LOS PILARES DE LA TIERRA – PRIMERAS IMPRESIONES.

La larga, exitosa y aclamada novela Los pilares de la Tierra de Ken Follet (que no he leído) ha sido lujosamente adaptada por la incipiente cadena Starz, que a base de talonario, cazar buenos talentos y arriesgarse pretende hacerse un hueco en la televisión para espectadores exigentes. Su mayor éxito es la raruna Spartacus, pero en su haber tiene otras bastante prometedoras como Party Down (de Rob Thomas, el de Veronica Mars), Gravity o Crash (basada en la película, pero pasó sin pena ni gloria).

Los pilares de la Tierra es el máximo ejemplo de esa línea: alto presupuesto para no escatimar en medios a la hora de la realización, un reparto espectacular y un acertado interés por hacer las cosas a lo grande pero con cuidado. El resultado a primera vista destaca rápidamente por su impecable y espectacular ambientación, llena de hermosos paisajes, decorados enormes y detallistas y un vestuario magnífico, pero en el aspecto narrativo siento una ligera decepción, donde debo decir que se debe a que no han alcanzado el nivel de excelente, no porque se acerce a la mediocricad. Estamos hablando de una miniserie de calidad y que en conjunto podría ser digna de ser recordada, no de las cutres tontadas a las que estamos acostumbrados a ver en Tele 5 y Antena 3, pero en su inicio se presentan algunos aspectos bastante mejorables.

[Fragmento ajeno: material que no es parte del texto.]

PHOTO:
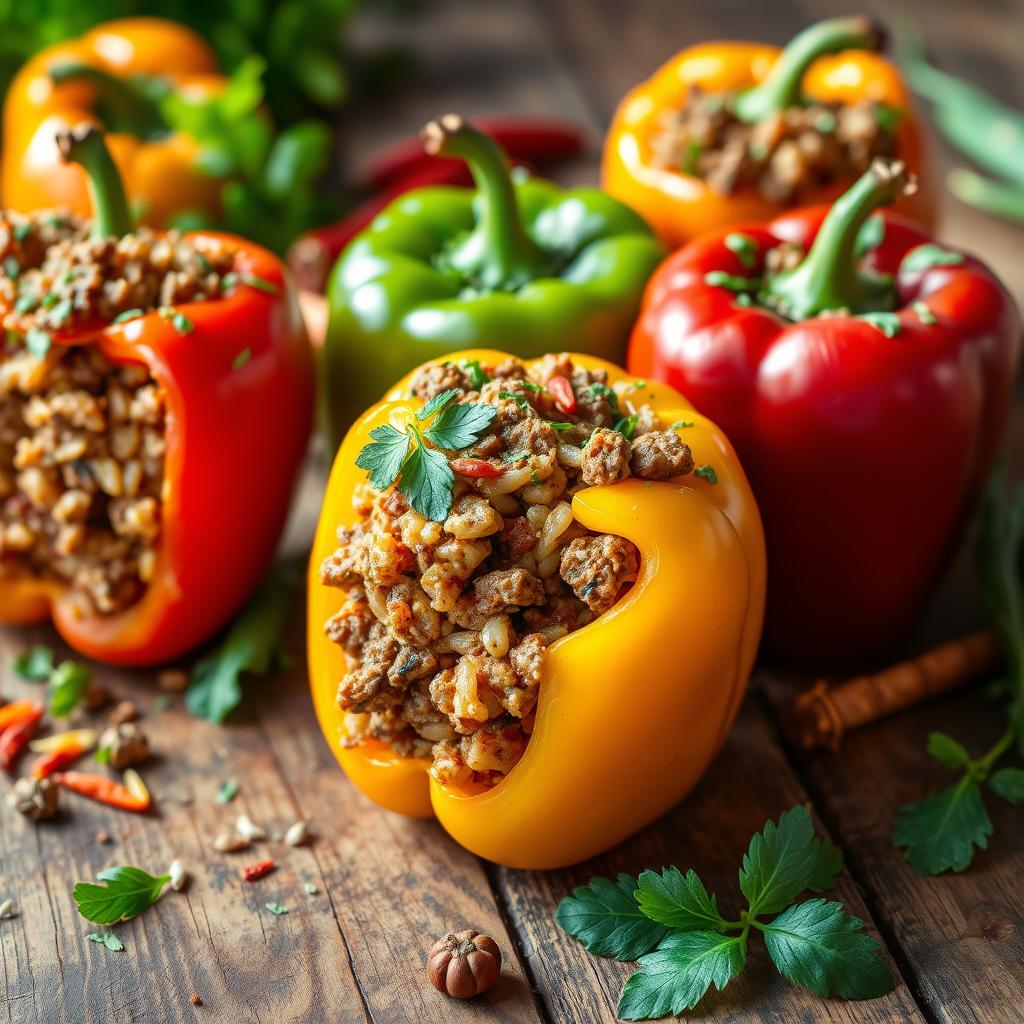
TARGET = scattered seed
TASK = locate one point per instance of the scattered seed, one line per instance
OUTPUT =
(230, 843)
(123, 712)
(246, 826)
(297, 835)
(178, 877)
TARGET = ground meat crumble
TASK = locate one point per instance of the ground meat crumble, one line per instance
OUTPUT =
(783, 157)
(82, 439)
(445, 624)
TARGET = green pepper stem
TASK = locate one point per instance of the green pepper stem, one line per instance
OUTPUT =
(131, 104)
(781, 88)
(111, 214)
(828, 278)
(498, 254)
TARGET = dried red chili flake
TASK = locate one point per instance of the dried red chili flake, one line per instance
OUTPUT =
(475, 467)
(255, 871)
(561, 390)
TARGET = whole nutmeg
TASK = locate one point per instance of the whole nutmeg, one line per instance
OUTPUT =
(126, 744)
(35, 798)
(464, 964)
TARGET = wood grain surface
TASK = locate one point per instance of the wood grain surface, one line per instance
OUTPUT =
(387, 887)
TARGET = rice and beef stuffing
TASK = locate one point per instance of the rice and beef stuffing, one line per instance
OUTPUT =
(783, 156)
(445, 624)
(82, 438)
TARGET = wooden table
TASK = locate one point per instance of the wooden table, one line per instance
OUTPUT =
(388, 887)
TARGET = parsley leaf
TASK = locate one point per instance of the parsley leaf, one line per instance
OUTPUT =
(108, 939)
(782, 860)
(818, 945)
(677, 975)
(35, 665)
(254, 644)
(128, 892)
(459, 426)
(67, 687)
(604, 918)
(428, 481)
(383, 458)
(677, 900)
(940, 833)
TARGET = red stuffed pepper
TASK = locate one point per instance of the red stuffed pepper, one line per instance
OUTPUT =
(864, 375)
(156, 398)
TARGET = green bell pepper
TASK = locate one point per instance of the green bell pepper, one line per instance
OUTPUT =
(517, 264)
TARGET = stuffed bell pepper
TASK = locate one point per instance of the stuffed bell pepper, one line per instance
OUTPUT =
(518, 263)
(865, 375)
(728, 132)
(536, 594)
(156, 396)
(117, 75)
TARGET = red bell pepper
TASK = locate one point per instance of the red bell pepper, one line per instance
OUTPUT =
(866, 394)
(238, 375)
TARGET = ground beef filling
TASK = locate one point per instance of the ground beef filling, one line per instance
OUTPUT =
(81, 438)
(783, 156)
(445, 625)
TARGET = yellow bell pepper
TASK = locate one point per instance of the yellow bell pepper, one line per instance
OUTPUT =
(632, 707)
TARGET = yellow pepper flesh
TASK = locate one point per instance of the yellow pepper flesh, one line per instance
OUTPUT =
(632, 707)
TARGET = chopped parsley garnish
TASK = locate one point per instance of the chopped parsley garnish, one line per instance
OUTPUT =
(929, 255)
(744, 247)
(423, 474)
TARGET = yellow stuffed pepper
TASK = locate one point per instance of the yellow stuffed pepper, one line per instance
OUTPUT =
(536, 595)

El primero es que la narración vuela. No sé si es resultado de tratar de impactar en el primer episodio (el segundo se tranquiliza un poco) o porque a pesar de contar con ocho partes no les cabe toda la novela, pero los acontecimientos se suceden a toda prisa a través de escenas breves enlazadas a veces con demasiada ligereza (algunas quedan cojas o demasiado simples aunque parezcan o a la larga sean importantes). Los personajes están bien trabajados, sobre todo en un aspecto complicado, el de presentarlos rápidamente y que no nos perdamos con el quién y el dónde (y hay bastantes dóndes: el constructor y familia, los nobles y condes, el rey y la corte, los religiosos…), pero sus relaciones necesitan también un poco más de estabilidad y coherencia, que algunas cosas (como la nueva relación del constructor) chirrían muchísimo.

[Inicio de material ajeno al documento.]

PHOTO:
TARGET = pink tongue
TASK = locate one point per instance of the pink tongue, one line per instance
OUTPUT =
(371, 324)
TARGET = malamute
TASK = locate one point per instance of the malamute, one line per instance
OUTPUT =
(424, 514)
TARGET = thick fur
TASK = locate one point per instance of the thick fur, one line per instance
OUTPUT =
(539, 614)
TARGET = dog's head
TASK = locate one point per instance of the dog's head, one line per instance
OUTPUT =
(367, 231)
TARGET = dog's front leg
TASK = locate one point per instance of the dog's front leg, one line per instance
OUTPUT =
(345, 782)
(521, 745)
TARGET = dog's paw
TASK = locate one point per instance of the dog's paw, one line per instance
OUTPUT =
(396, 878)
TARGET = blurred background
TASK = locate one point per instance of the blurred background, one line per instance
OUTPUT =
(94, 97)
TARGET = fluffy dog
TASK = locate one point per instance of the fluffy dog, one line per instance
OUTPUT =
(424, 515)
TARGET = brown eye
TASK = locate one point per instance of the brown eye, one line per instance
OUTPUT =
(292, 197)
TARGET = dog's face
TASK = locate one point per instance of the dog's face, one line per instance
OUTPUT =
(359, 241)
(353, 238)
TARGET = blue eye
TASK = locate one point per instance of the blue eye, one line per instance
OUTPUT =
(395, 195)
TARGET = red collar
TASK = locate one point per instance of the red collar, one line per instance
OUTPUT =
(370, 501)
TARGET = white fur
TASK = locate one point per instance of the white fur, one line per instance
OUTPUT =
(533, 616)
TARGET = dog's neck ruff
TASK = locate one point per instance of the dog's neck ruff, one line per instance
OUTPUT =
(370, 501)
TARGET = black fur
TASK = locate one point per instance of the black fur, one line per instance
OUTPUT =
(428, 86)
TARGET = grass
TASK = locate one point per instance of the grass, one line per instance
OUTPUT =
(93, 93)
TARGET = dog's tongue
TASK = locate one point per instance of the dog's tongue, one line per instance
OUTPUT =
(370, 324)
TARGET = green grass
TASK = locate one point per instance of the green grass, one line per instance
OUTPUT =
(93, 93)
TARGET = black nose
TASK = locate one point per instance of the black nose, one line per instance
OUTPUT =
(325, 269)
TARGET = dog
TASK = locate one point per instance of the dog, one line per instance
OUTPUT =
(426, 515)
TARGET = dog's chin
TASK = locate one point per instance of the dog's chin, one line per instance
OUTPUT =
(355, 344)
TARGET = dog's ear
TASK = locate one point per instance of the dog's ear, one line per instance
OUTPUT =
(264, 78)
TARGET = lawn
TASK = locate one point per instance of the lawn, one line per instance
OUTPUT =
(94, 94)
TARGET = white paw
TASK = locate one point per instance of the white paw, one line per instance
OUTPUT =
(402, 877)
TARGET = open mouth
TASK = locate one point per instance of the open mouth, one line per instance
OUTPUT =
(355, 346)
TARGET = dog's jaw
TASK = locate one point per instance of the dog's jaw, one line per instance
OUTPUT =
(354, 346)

La puesta en escena también peca de ofrecer algo precipitado, apresurado. El montaje es excesivamente frenético para una serie de conspiraciones y diálogos. No pocas escenas limitadas a dos personajes hablando me han sacado de contexto por el empeño en cambiar de rostro cada tres segundos, y otras, como las batallas, necesitan más planificación. Es una pena que por no currarse mejor el montaje se afee ligeramente una serie que gracias a su ambientación podía ser visualmente impresionante.

En cuanto al reparto, a figuras de peso y calidad contrastada como Donald Sutherland (bastante secundario pero de imponente presencia), Ian McShane (con un carácter parecido al mítico Al Swearengen) y Rufus Sewell (Dark City) se añaden otros no tan conocidos, entre los que destacaría al que por ahora me ha sorprendido más: un acertadísimo Matthew Macfadyen. La producción está respaldada por los hermanos Scott, otros que han visto en la televisión un medio para contar grandes historias que no caben el cine.

Son ocho episodios y en la presentación se han emitido dos, así que tienen seis para centrarse y pulir los pequeños errores. No sé si lo conseguirán, porque lo lógico es que la miniserie guarde en conjunto el mismo estilo narrativo, pero espero que sí, porque en esas mejoras está latente el salto entre lo bueno y lo memorable. Sea como sea, estoy seguro de que malas sensaciones no dejará.